At the snackbar at the foot of the pier he paused and bought a bottle of Seven-Up. The laconic counterman took off the bottlecap for him and thrust a straw down the neck. Markie carried the bottle carefully to the railings above the sand and sat with his legs dangling through the rails, sipping and not thinking. When the bottle was empty he held it up to his eye like a telescope and surveyed the world, emerald green, full of uncertain shapes. The view absorbed him for a while. He was pulled back to earth by the sound of shouting. One of the shouting voices belonged to Ronnie. Markie scrambled back from the railings and turned around quickly.

Ronnie and another man were over in the parking lot, standing one on either side of a big red and white convertible, yelling across it at one another.

"You were drunk!" the other man was telling Ronnie.

"
Fuck
you!" Ronnie told the man. "I haven't had a drink in two years. Fuck you!"

"Oh, that's some great way to talk when you want your job back," the man laughed harshly, pulling open the car door and getting inside. "It sure is. So you haven't had a drink in two years?
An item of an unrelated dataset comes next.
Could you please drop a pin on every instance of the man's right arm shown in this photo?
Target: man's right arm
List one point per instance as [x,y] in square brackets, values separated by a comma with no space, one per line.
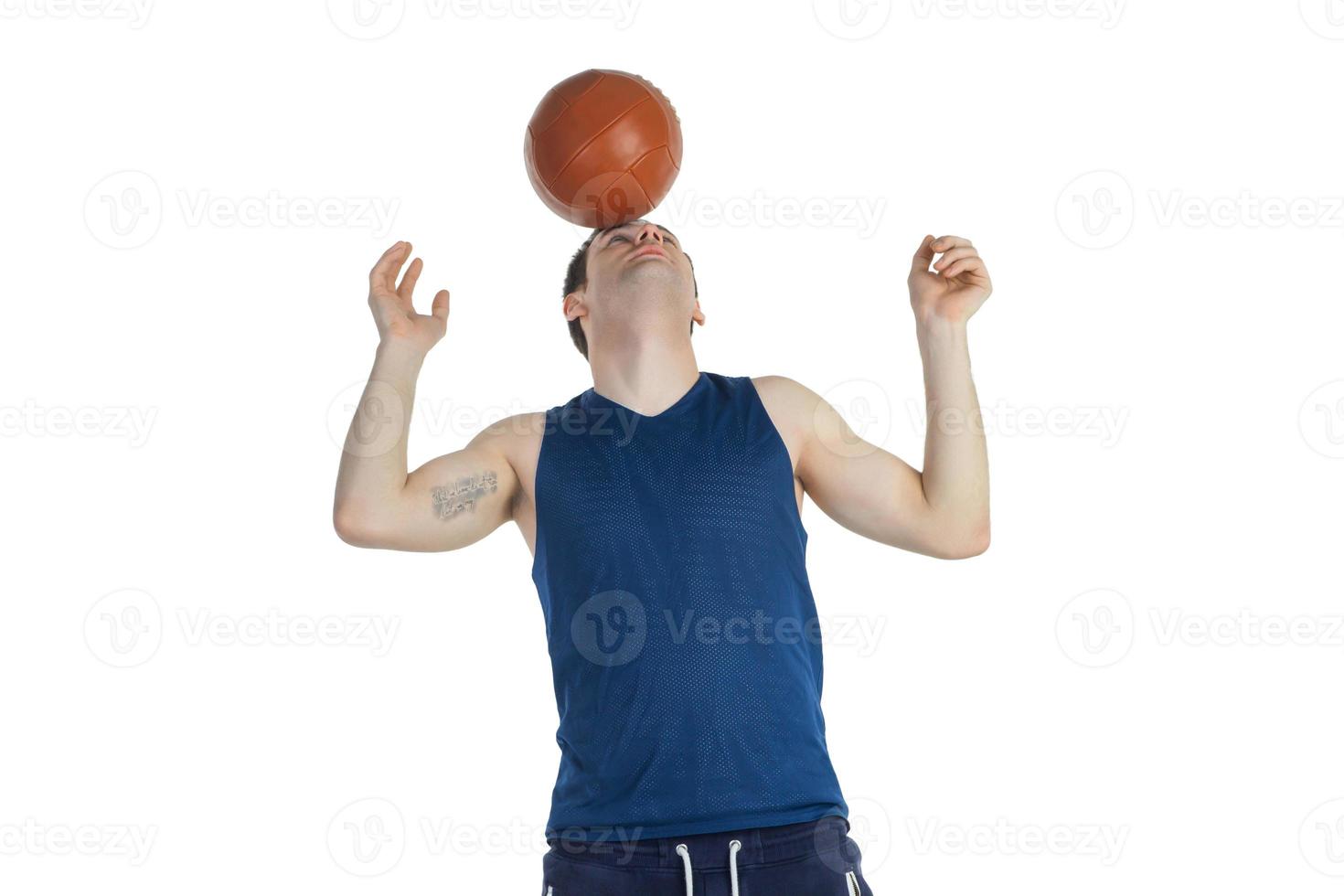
[453,500]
So what exactly was that you puked up all over Unit Three, you goddam bum?" He slammed the door and started up his car.

"Come on, man!" Ronnie caught hold of the car door. "You can't do this. I've got an old lady and a kid, for Christ's sake!" But the man was backing up his car, shaking his head, and as he drove away uptown Ronnie ran after him, yelling pleas and threats.

Markie slunk into the arcade, and for a moment the din was almost welcome. At least nobody was fighting in there. He squared his shoulders and marched down the ramp, down into the room where there was no day or night.

Smith was waiting for him, leaning forward with his elbows on his knees. His cigarette was canted up under his nose at a jaunty angle.

"You deliver my answer?" he inquired. Markie nodded. Smith leaned back and exhaled slowly, two long jets of smoke issuing from his nose. He closed his eyes for a moment and when he opened them his attention was riveted on Markie, suddenly interested. "Hey. What's your name, kid?"

"Markie Souza."

"Souza, huh?" Smith narrowed his eyes and pulled at his beard. "So you're a Portugee, huh? Boy, your people have been cheated by some experts. You know it was the Portuguese who discovered the New World really? And a lot of other places, too. They never get credit for it, though. The Spanish and the Italians grabbed all the glory for themselves. Your people used to have a big empire, kid, did you know that? And it was all stolen from them. Mostly by the English, but the Spanish had a hand in that too. Next time you see some Mexican kid, you ought to bounce a rock off his head. You aren't all Portuguese, though, are you, with that skin?" Smith leaned forward again, studying Markie. "What are you? What's your mother, kid?"